Things look quiet here. But I've been doing a lot of blogging at
dan.langille.org because I prefer WordPress now.
Not all my posts there are FreeBSD related.
I am in the midst of migrating The FreeBSD Diary over to WordPress
(and you can read about that here).
Once the migration is completed, I'll move the FreeBSD posts into the
new FreeBSD Diary website.
mknod - create the device, then mount5 January 2004
My primary mail server went down on 1 January. In the process of analyzing
the problem, I leaned about a new tool: mknod. This article documents how
I used that tool, a live filesystem CD, and a floppy disk to look at the
disk of the dead box.
Happy New Years!
I first noticed a problem on New Years day. I couldn't ssh into the box. Nor was it accepting
email. Attempts to connect were met with:
$ ssh m20
Password:
Last login: Thu Jan 1 11:38:35 2004 from betty
Copyright (c) 1980, 1983, 1986, 1988, 1990, 1991, 1993, 1994
The Regents of the University of California. All rights reserved.

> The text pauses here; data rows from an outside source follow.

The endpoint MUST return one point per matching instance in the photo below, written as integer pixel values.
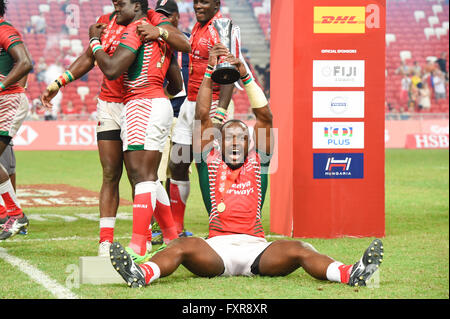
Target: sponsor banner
(339, 19)
(56, 135)
(338, 104)
(338, 165)
(338, 73)
(402, 134)
(338, 135)
(432, 141)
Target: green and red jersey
(145, 77)
(113, 91)
(9, 37)
(241, 192)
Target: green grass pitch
(416, 263)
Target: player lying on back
(233, 189)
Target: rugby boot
(136, 257)
(103, 248)
(123, 263)
(368, 265)
(13, 226)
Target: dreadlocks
(2, 7)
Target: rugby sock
(9, 197)
(179, 193)
(338, 272)
(107, 229)
(163, 215)
(3, 213)
(151, 271)
(143, 207)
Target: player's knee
(112, 174)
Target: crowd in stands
(417, 58)
(416, 83)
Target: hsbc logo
(338, 165)
(338, 135)
(25, 136)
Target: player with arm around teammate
(147, 115)
(15, 64)
(109, 107)
(233, 191)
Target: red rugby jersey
(113, 91)
(203, 38)
(9, 37)
(145, 77)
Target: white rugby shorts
(182, 133)
(145, 124)
(108, 116)
(238, 252)
(13, 111)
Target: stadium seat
(440, 32)
(429, 32)
(390, 37)
(419, 14)
(433, 20)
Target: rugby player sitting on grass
(233, 188)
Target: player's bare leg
(193, 253)
(284, 256)
(179, 183)
(16, 219)
(111, 159)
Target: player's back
(9, 37)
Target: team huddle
(158, 111)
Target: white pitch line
(35, 274)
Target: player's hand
(237, 63)
(47, 96)
(96, 30)
(216, 52)
(148, 32)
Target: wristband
(219, 116)
(163, 33)
(95, 45)
(61, 81)
(246, 79)
(255, 95)
(208, 74)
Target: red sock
(107, 229)
(163, 215)
(151, 271)
(179, 192)
(345, 271)
(11, 204)
(143, 206)
(3, 213)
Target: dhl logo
(344, 19)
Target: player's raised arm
(204, 99)
(81, 66)
(22, 65)
(174, 78)
(260, 107)
(112, 66)
(174, 37)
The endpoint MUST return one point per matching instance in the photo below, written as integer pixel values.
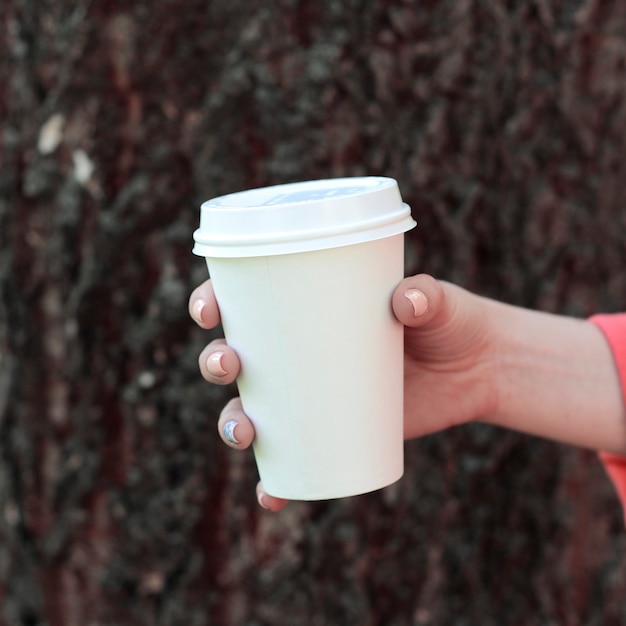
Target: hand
(447, 378)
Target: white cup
(303, 274)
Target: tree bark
(505, 125)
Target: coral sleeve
(614, 329)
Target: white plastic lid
(301, 217)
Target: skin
(468, 358)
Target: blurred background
(504, 122)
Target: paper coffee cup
(303, 274)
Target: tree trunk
(505, 125)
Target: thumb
(418, 300)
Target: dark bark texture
(504, 122)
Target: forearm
(555, 378)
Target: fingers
(218, 363)
(419, 299)
(234, 426)
(269, 502)
(203, 307)
(237, 431)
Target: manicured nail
(197, 309)
(418, 301)
(214, 364)
(229, 431)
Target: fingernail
(197, 309)
(214, 364)
(229, 431)
(418, 301)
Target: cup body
(321, 365)
(303, 275)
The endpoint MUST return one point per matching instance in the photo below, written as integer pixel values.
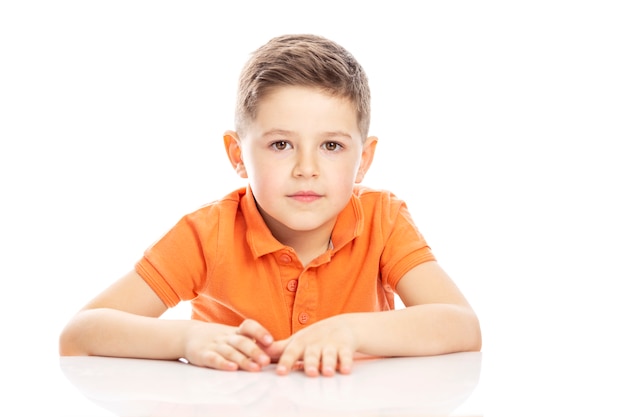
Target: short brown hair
(302, 60)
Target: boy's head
(304, 61)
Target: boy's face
(302, 155)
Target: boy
(299, 267)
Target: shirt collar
(348, 226)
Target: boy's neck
(307, 245)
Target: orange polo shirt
(225, 260)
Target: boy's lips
(305, 196)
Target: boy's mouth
(305, 196)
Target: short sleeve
(405, 247)
(175, 267)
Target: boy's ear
(367, 156)
(233, 150)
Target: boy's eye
(332, 146)
(280, 145)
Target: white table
(437, 385)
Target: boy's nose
(306, 164)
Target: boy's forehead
(307, 103)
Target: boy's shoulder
(365, 193)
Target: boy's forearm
(108, 332)
(428, 329)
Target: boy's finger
(248, 348)
(253, 329)
(287, 361)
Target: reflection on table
(435, 385)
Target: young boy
(299, 267)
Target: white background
(502, 124)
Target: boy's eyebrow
(282, 132)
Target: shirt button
(303, 318)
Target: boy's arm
(123, 321)
(437, 320)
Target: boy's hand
(323, 347)
(229, 348)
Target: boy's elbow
(69, 342)
(474, 338)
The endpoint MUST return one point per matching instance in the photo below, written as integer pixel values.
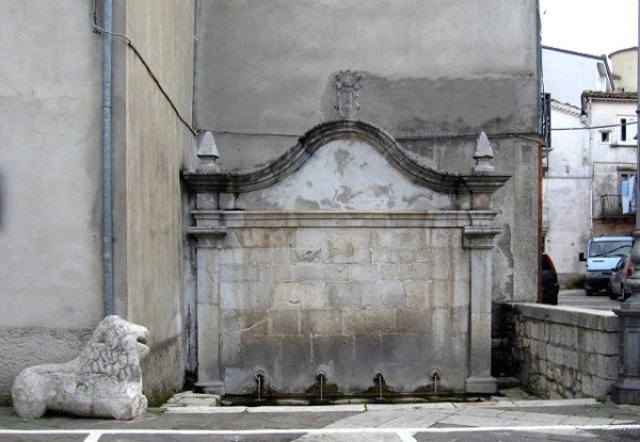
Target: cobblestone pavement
(487, 420)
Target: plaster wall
(625, 65)
(567, 193)
(265, 69)
(50, 186)
(150, 217)
(612, 158)
(567, 74)
(434, 74)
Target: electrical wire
(607, 126)
(148, 68)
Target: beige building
(355, 214)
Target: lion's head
(115, 349)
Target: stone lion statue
(103, 381)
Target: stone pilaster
(208, 309)
(480, 242)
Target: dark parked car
(549, 281)
(621, 272)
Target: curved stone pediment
(342, 165)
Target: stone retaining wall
(564, 351)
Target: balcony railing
(612, 206)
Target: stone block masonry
(564, 351)
(354, 300)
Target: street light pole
(626, 390)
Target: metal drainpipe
(107, 206)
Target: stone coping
(602, 320)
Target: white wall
(50, 182)
(567, 74)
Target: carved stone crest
(348, 85)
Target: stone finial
(483, 155)
(208, 152)
(105, 380)
(348, 85)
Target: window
(628, 131)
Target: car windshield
(609, 249)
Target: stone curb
(380, 407)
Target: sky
(593, 27)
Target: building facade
(350, 158)
(592, 153)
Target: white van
(603, 254)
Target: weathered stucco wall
(434, 74)
(149, 218)
(50, 162)
(428, 68)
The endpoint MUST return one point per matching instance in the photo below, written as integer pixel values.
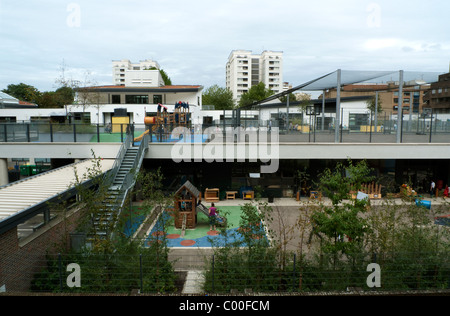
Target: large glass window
(136, 99)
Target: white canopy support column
(3, 172)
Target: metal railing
(416, 131)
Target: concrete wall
(20, 261)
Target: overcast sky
(191, 40)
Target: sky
(192, 40)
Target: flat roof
(22, 200)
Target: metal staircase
(120, 181)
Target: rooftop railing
(418, 131)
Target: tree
(221, 98)
(23, 92)
(342, 218)
(255, 94)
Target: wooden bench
(212, 195)
(248, 195)
(315, 195)
(231, 195)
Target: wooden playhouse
(186, 199)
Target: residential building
(245, 70)
(388, 94)
(143, 74)
(438, 96)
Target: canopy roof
(330, 81)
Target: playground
(159, 127)
(186, 223)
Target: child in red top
(212, 217)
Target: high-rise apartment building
(143, 74)
(245, 70)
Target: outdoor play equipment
(187, 205)
(164, 120)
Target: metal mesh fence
(232, 272)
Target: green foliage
(371, 105)
(221, 98)
(342, 219)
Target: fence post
(51, 132)
(140, 273)
(60, 272)
(28, 134)
(431, 125)
(293, 273)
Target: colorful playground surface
(201, 236)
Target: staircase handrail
(130, 179)
(109, 177)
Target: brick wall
(20, 261)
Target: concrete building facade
(245, 70)
(143, 74)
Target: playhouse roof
(190, 187)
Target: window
(157, 98)
(115, 99)
(136, 99)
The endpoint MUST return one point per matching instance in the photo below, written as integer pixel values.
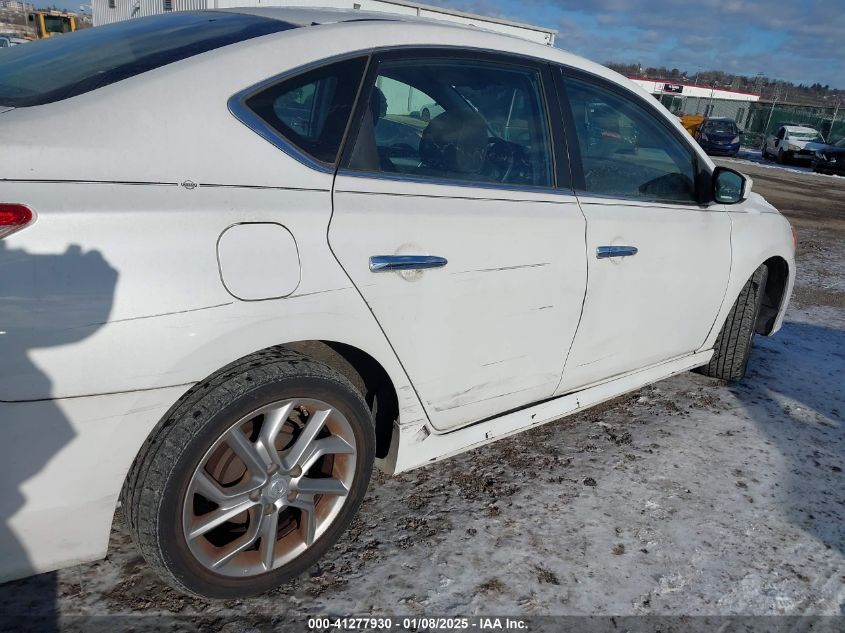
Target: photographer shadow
(46, 301)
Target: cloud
(802, 42)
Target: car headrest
(378, 104)
(455, 141)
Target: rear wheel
(733, 345)
(253, 477)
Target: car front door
(658, 260)
(461, 231)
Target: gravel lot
(689, 497)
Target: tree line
(769, 89)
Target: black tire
(733, 345)
(159, 478)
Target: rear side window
(74, 63)
(456, 119)
(626, 151)
(311, 110)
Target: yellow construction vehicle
(48, 23)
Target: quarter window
(455, 119)
(311, 110)
(625, 150)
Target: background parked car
(337, 286)
(790, 142)
(8, 40)
(830, 159)
(718, 135)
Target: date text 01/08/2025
(416, 623)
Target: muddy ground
(688, 497)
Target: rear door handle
(382, 263)
(603, 252)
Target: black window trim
(703, 176)
(237, 106)
(559, 165)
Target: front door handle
(382, 263)
(603, 252)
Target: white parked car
(223, 298)
(792, 142)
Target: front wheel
(733, 345)
(253, 476)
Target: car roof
(311, 16)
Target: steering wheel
(500, 159)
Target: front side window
(458, 120)
(311, 110)
(625, 149)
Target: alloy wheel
(269, 487)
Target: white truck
(791, 142)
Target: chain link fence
(758, 118)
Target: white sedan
(246, 273)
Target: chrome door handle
(382, 263)
(603, 252)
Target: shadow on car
(39, 292)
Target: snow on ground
(688, 497)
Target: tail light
(13, 217)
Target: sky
(802, 41)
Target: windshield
(726, 127)
(810, 135)
(74, 63)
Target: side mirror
(729, 186)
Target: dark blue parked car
(719, 136)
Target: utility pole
(707, 112)
(769, 120)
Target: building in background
(108, 11)
(660, 87)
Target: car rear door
(461, 232)
(658, 261)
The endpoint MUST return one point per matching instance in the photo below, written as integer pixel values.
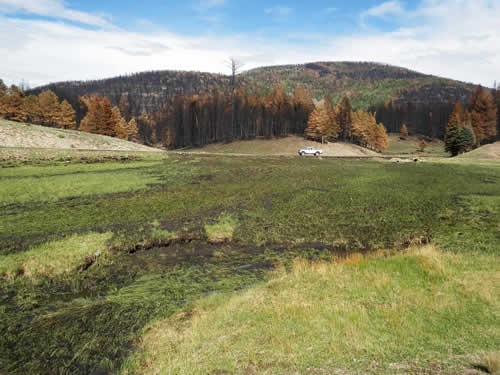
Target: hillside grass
(288, 146)
(486, 152)
(409, 146)
(171, 229)
(421, 311)
(17, 134)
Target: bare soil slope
(487, 152)
(286, 146)
(398, 146)
(15, 134)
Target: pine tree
(67, 116)
(403, 132)
(332, 129)
(119, 123)
(464, 140)
(484, 116)
(3, 89)
(451, 138)
(106, 124)
(132, 131)
(32, 109)
(381, 138)
(13, 105)
(344, 119)
(124, 107)
(497, 100)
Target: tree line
(330, 123)
(223, 115)
(474, 125)
(218, 116)
(100, 117)
(433, 119)
(43, 109)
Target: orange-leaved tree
(317, 124)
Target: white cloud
(430, 40)
(389, 8)
(54, 9)
(279, 13)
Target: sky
(43, 41)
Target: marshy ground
(148, 263)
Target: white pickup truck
(310, 151)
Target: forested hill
(366, 84)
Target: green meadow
(165, 263)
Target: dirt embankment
(487, 152)
(285, 146)
(15, 134)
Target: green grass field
(114, 264)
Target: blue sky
(52, 40)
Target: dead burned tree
(235, 67)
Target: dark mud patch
(107, 171)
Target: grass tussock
(54, 258)
(491, 363)
(363, 314)
(222, 231)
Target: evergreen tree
(132, 130)
(3, 89)
(403, 132)
(381, 138)
(484, 115)
(344, 119)
(464, 140)
(124, 107)
(32, 109)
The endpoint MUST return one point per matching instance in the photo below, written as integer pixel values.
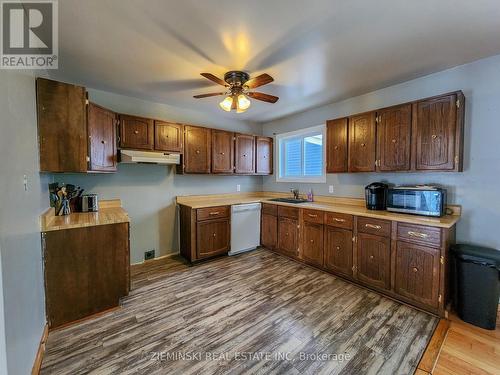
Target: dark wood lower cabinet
(86, 271)
(269, 231)
(338, 250)
(212, 238)
(417, 273)
(288, 236)
(312, 251)
(374, 260)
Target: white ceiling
(318, 51)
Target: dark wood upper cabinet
(136, 132)
(394, 138)
(373, 256)
(336, 145)
(312, 248)
(417, 273)
(438, 133)
(197, 149)
(168, 136)
(264, 155)
(62, 126)
(244, 150)
(362, 142)
(338, 250)
(102, 139)
(222, 151)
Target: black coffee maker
(376, 196)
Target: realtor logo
(29, 35)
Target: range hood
(149, 157)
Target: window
(301, 155)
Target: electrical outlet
(149, 254)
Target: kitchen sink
(288, 200)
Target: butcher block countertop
(352, 206)
(110, 212)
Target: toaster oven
(417, 200)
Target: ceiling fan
(238, 83)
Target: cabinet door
(168, 136)
(269, 231)
(362, 143)
(222, 151)
(417, 273)
(102, 138)
(288, 236)
(86, 271)
(336, 145)
(313, 244)
(393, 138)
(435, 128)
(374, 253)
(264, 155)
(244, 149)
(338, 250)
(197, 149)
(62, 126)
(212, 238)
(136, 132)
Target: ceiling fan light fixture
(243, 103)
(226, 104)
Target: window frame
(302, 133)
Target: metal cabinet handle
(417, 234)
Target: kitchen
(161, 208)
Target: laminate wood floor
(253, 313)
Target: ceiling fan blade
(208, 95)
(213, 78)
(264, 97)
(258, 81)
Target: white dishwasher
(245, 227)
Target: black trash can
(476, 282)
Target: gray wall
(22, 279)
(148, 191)
(476, 189)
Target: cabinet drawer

-bash: /etc/profile: Device not configured
Connection to m20.example.org closed.
$
smtp was also sick:
$ telnet m20 25
Trying 10.0.0.1...
Connected to m20.example.org.
Escape character is '^]'.
220 m20.example.org ESMTP Postfix
helo bast.example.org
250 m20.example.org
mail from: dan@example.org
250 Ok
rcpt to:eric@example.com
250 Ok
data
354 End data with <CR><LF>.<CR><LF>
test msg via m20
.
451 Error: queue file write error
quit
221 Bye
Connection closed by foreign host.
Being a holiday, I wasn't able to get access to the collocation facility. It wasn't
until January 4th that I was able to get there.
Take a camera!
As I was driving to the collocation facility, I remembered my camera. I
thought about turning around to collect it, but didn't. Bad idea. I've
lost useful information because of that decision. The console contained
messages which might have been useful. Next time, I hope I remember.
What I do remember is messages about see tuning(7).
That's it. Nothing else. If I'd had a camera, I would have taken a
picture and we'd both be able to learn something from it. What
a silly mistake.
I hit enter once, and that started a stream of messages far too rapid to
read. CONTROL-S didn't halt it, nor did SCROLL-LOCK. I tried another
virtual console. I got a login prompt. But as soon as I touched a key,
the tty died with the following message:
/: create / symlink failed, no inodes free
This happened with each virtual console I tried.
I went back to the main console to look closely at the scrolling messages.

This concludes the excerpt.